European defence: the presidential election in France worries Germany

The Franco-German couple has gone through many crises in recent years and if there is one question that has constantly divided Paris and Berlin, it is that of defense and security. But the outbreak of war in Ukraine by Russia moved the lines by strengthening the position of the French authorities and changing that of their German counterparts.

In the last days before the invasionwe already observed an evolution according to Raphael Loss, coordinator of pan-European data projects at the European Council on Foreign Relations. “When you see the diplomatic efforts of Olaf Scholz and Emmanuel Macron to send the same message to Vladimir Putin, it certainly did not have the desired effect,” he said. “But they showed,” he continues, “that very strong coordination is underway in an area which in the past was problematic for the Europeans, namely cooperation in the field of defense and security.”

Faced with the war in Ukraine, greater coordination between Paris and Berlin

Since the start of the war, France has sent military equipment to Ukraine and accelerated the deployment of its troops on NATO’s eastern flank.

At the same time, in Berlin, against the background of demonstrations against the conflict, the new German government broke with the old official doctrine.

Thus, on February 27, Chancellor Olaf Scholz spoke in his own terms before the Bundestag “We decided yesterday that Germany would send defense weapons to Ukraine.”

“We will from now on, year after year, invest more than 2% of our GDP in our defence,” he said before adding: “The government’s draft 2022 budget provides for a special fund of 100 billion euros.”

Part of this money has already been allocated to the purchase of 35 American F-35 fighter jets.

What future for European defence?

The efforts of France and Germany to strengthen defense have certainly been welcomed by members of the European Union, but many are still wondering what this means for common defence.

In the short term, it will be a question of consolidating NATO’s eastern flank, according to SPD foreign policy spokesman Nils Schmid. The Union’s defense capabilities should also be strengthened by the “Strategic Compass” recently adopted, a veritable roadmap for European defense and security.

“It is now a question of developing armament technology ourselves in Europe, of setting up our own capabilities and of developing resilience, that is to say being able to act against non-military threats that weigh on Europe, disinformation campaigns and cyberattacks,” he told euronews.

The unknown of the presidential election in France

But in the long term, the elaboration of a common defense policy, let alone the creation of a European army, its role and the form that its action plan would take, will probably not be easy.

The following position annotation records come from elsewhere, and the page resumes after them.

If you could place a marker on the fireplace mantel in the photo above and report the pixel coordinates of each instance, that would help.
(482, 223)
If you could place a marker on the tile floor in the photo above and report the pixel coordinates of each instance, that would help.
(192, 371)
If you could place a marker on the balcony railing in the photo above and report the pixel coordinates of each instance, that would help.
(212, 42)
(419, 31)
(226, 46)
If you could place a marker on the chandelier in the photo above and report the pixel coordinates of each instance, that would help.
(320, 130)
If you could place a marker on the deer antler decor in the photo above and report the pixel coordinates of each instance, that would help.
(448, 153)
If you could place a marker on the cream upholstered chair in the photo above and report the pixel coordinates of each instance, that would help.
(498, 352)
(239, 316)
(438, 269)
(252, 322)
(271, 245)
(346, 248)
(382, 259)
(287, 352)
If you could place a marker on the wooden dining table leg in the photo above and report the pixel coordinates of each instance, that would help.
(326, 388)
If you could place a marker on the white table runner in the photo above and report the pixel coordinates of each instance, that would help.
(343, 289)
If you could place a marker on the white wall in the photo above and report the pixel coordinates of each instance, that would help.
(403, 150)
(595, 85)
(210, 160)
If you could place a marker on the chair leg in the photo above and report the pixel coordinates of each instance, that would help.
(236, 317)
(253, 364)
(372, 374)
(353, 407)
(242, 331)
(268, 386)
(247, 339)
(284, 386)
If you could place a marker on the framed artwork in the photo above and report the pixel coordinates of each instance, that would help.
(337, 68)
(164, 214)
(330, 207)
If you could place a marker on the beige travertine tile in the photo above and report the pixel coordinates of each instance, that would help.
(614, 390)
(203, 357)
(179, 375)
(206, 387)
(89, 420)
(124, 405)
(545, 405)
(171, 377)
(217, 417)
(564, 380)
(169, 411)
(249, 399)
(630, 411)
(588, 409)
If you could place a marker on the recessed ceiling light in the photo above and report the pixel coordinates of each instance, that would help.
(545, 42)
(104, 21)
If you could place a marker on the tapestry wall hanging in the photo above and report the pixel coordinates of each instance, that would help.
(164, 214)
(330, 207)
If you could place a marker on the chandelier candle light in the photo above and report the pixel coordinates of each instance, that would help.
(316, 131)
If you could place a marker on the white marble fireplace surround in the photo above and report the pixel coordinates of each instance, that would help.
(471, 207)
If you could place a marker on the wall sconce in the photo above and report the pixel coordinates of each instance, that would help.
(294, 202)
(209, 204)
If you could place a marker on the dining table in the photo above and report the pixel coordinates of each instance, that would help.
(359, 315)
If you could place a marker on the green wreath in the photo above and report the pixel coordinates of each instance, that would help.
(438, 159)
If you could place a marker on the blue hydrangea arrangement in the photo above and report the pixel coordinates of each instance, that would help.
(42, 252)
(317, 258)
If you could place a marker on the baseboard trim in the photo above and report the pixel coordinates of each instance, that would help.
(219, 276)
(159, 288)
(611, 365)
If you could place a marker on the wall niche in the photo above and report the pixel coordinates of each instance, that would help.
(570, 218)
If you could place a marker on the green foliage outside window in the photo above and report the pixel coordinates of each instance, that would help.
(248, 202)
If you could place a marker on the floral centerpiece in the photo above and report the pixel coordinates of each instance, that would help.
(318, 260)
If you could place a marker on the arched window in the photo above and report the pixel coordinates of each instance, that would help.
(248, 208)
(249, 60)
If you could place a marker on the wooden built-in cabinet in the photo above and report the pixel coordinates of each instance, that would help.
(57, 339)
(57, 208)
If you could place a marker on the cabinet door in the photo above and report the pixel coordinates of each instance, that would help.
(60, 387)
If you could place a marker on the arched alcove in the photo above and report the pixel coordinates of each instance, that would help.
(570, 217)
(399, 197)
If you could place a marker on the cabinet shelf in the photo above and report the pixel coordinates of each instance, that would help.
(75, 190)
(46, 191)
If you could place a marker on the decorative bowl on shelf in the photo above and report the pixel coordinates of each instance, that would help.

“If the French mission in Libya, for example, had been a possible European mission, Germany would have had to participate in it and that would have been very difficult from the German point of view,” pointed outStefan Seidendorfdeputy director of the Franco-German Institute (dfi) in Ludwigsburg. “So one way or another, we have to be able to vote on these issues following democratic procedures: it’s a very difficult challenge to meet,” he believes.

The future of European security is at stake in Ukraine, but also for Berlin, during the next French presidential election. Thus within the government of Olaf Scholz, we hope for the re-election of Emmanuel Macron and the maintenance of the new course taken by the Franco-German engine.